Europe overtook China in 2020 to become the world’s largest market for electric vehicles, amid a pedal-to-the-metal push to increase EV adoption from governments and supercharged demand from consumers.
The registrations of new electric vehicles topped 1.33 million in the key European markets last year, compared with 1.25 million in China, according to a report based on public data by automotive analyst Matthias Schmidt.
The 18 markets include the European Union states—minus 13 countries in Central and Eastern Europe—as well as the U.K., Norway, Iceland, and Switzerland.
And growth will only continue, according to Schmidt, who publishes the European Electric Car Report. He projects that electric vehicles’ share of the European car market will rise from 12.4% in 2020 to 15.5% in 2021 — that is 1.91 million vehicles out of a total of 12.3 million, and an increase of 572,000 from 2020.

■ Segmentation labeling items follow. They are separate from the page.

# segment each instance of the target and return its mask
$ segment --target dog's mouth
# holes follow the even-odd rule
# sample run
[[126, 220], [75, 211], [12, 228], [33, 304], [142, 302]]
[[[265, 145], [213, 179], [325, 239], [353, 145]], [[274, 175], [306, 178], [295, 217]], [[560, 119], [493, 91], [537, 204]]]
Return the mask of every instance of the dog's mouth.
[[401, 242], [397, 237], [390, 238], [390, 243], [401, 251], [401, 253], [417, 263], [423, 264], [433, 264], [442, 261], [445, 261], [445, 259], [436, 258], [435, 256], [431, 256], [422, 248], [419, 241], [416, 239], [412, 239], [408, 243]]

Key trends have emerged as Europe races to become the most important region for EVs, highlighted in the report that Schmidt shared with MarketWatch.
Among them are that the Renault Zoe is now the most popular electric vehicle in Europe, overtaking Tesla’s Model 3, which took the top spot in 2019. In fact, Tesla’s success in Europe has declined across the board over the last year, with the U.S. company delivering nearly 12,000 fewer cars across the continent in 2020 than in 2019.
Here’s what you should know:
SUVs are leading the growth
When you think of environmentally-friendly vehicles, sport-utility vehicles and crossovers probably don’t spring to mind. But this class is by far the most popular type of battery-electric vehicle in Europe, representing 27% of all registrations in 2020 and 29% in December alone.
Hyundai and Kia led the pack, making up 39% of battery-electric SUV and crossover volumes in 2020.
SUVs and crossovers are even more popular with hybrid buyers — accounting for 53% of plug-in hybrid electric-vehicle volumes last year.